US – Up to 65% of US pension plans may require contributions from employers in 2003 due to lower stock market values, says consultancy firm Watson Wyatt.
“The stock market’s steady decline is expected to force US companies to contribute billions of dollars into their pension plans in the next several years to address funding shortfalls and comply with federal laws that protect workers’ pensions,” the firm said in a statement.
It said that around 15% of employers made pension plan contributions in 2000. Twenty-five per cent made contributions in 2001. It estimates that around 30% of plans will need contributions this year. And if current market conditions persist, the figure could rise to 65% in 2003.
It adds that as asset values have fallen, liabilities have risen. The result is that fewer companies have sufficient funds to fully cover their pension liabilities.
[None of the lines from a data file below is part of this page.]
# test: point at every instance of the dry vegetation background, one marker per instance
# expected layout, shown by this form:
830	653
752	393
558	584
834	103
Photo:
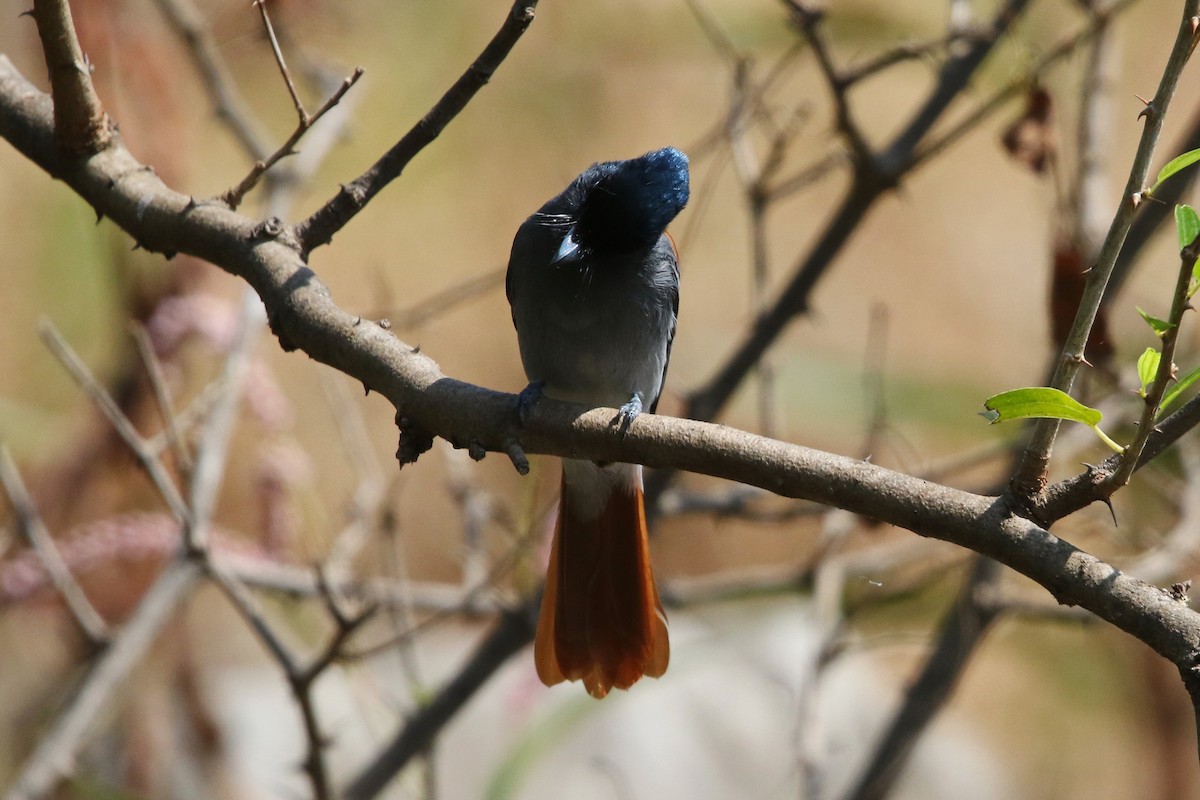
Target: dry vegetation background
939	302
“In fact, Watson Wyatt research shows that only about 40% of pension plans had assets in excess of plan liabilities as of January 1 2002, down from about 85% in 2000.” It says that only around 20% of plans will have enough funds to cover liabilities in 2003 – if current market conditions continue.
After showing declines for the year to date, stock markets have recently been on the up again. The Dow Jones industrial Average, for example, gained 5.4% in November compared to a fall for 11.7% for the year as a whole.
The company also called for a re-think on how pension liabilities are calculated.
It proposed that an employer’s current liability should be determined based on interest rates in effect at the date of the plan’s valuation rather than on the current liability based on a four-year weighted average of US treasury bonds.
“This measurement represents a much more accurate measure of the plans’ funded status at the valuation date,” says Kevin Wagner, a retirement practice director at the firm.